Hey was curious of everyone's image placement on ceramic mugs. All the videos I originally watched had the image centered on the paper. I followed this and it came out great and the image is centered away from the handle. And then I realized most mugs have images on the sides not on the center part. 

So I was thinking I am better off putting two images on the sides (so it doesn't matter if it's for left or right handed people) and leaving the middle blank.

How is everyone else doing their mugs and where does it look most eye appealing?


----------



## skdave (Apr 11, 2008)

You are free to go to my web site and get a free template for printing mugs.


----------



## 13irregular (Sep 21, 2016)

skdave said:


> You are free to go to my web site and get a free template for printing mugs.


Oh thanks! Your "center art on line" on left and right side lines up so that the two images work on the two sides of the mug perfectly?


----------



## john221us (Nov 29, 2015)

The mug has a distance from handle to handle edge of 9 3/4". The paper I use is 9 1/2". I center an image on each side at 2 1/8" from each outside edge. Since most people are right handed, I place the primary image facing the drinker if he/she holds it in their right hand. Often we put our branding/logo on the other side.


----------



## 13irregular (Sep 21, 2016)

Does anyone use images that have background colors like black or do majority of people only put graphics on mugs that are white backgrounded?


----------



## brushyourideas (Oct 18, 2016)

Hello,

I also agree with the two side design because it looks attractive on both hands, means no worries about mug is in your left hand or right hand.

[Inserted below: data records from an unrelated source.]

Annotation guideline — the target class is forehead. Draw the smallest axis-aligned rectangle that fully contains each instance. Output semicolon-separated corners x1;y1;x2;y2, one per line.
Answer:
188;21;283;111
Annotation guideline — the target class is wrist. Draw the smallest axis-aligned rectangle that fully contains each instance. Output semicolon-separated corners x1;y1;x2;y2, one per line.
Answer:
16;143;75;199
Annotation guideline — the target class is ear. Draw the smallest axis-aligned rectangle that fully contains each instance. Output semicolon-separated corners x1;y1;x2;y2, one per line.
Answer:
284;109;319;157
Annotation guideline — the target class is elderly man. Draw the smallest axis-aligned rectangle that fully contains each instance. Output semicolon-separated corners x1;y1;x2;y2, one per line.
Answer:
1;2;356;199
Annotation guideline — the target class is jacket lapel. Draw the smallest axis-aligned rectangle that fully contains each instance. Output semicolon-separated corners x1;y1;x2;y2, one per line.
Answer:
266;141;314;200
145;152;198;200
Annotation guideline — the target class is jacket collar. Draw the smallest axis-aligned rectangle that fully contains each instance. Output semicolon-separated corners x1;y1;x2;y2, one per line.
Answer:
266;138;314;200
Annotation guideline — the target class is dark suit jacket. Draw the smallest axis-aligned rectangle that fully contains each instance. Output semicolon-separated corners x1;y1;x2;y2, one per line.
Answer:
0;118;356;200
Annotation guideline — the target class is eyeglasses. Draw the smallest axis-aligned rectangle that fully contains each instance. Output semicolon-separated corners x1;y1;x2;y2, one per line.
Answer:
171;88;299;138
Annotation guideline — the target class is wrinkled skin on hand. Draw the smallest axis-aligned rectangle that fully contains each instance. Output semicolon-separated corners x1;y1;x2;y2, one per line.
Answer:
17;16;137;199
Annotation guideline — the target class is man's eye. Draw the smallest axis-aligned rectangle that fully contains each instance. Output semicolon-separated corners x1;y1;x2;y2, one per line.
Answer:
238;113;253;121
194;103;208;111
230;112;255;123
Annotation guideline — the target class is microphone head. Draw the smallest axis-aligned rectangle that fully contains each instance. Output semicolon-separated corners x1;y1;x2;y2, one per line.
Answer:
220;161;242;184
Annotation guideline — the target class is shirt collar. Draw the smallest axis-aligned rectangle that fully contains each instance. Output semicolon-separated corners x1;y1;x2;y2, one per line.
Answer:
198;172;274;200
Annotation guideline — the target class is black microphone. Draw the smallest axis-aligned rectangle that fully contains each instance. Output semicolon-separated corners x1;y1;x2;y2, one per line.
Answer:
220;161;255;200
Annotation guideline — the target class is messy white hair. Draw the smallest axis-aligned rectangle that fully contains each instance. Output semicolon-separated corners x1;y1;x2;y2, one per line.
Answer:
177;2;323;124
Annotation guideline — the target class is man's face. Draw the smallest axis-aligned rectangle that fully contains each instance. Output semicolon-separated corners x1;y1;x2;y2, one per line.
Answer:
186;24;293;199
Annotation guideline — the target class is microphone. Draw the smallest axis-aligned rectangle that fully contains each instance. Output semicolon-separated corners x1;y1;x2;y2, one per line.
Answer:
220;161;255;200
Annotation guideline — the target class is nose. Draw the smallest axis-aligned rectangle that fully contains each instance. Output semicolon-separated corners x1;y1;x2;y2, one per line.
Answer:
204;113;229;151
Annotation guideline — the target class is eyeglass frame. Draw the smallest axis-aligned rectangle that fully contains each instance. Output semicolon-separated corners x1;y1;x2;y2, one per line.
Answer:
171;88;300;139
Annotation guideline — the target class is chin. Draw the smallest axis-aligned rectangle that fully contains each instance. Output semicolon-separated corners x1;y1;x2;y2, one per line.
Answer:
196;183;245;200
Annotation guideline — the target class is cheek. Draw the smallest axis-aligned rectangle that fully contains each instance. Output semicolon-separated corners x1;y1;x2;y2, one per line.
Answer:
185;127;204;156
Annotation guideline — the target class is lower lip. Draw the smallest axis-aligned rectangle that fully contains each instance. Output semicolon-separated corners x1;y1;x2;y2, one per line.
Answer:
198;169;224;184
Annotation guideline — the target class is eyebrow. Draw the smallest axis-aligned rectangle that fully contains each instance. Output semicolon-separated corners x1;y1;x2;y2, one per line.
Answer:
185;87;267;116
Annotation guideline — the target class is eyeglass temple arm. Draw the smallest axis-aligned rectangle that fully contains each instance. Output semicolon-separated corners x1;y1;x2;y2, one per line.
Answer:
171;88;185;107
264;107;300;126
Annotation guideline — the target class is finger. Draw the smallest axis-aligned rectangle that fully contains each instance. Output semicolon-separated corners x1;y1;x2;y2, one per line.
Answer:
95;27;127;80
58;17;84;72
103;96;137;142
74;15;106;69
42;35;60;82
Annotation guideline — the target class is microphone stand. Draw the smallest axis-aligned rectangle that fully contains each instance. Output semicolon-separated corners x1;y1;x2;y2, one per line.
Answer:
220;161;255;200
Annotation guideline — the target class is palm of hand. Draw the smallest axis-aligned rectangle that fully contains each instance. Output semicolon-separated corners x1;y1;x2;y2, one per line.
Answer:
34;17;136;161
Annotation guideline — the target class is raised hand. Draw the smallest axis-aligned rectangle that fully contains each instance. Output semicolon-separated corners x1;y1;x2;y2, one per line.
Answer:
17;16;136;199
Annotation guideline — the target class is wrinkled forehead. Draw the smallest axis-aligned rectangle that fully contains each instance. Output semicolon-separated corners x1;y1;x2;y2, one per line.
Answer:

To check it out how it looks, Google it "personalized mugs"

Thanks


----------



## Chris109 (Aug 3, 2015)

One thing that I have noticed with mugs with different colored handles: they are not all the same size. I have printed out images for white mugs and sublimated them and were perfect. I then used those same printed images for the colored handled mugs and the images were not centered. Some mugs were bigger and some were smaller around.


----------



## SublimatorToo (Jan 15, 2009)

Chris109 said:


> One thing that I have noticed with mugs with different colored handles: they are not all the same size. I have printed out images for white mugs and sublimated them and were perfect. I then used those same printed images for the colored handled mugs and the images were not centered. Some mugs were bigger and some were smaller around.


Indeed that is the case for the mugs in the same carton. No consistency in size even for the same item in the same production batch.


----------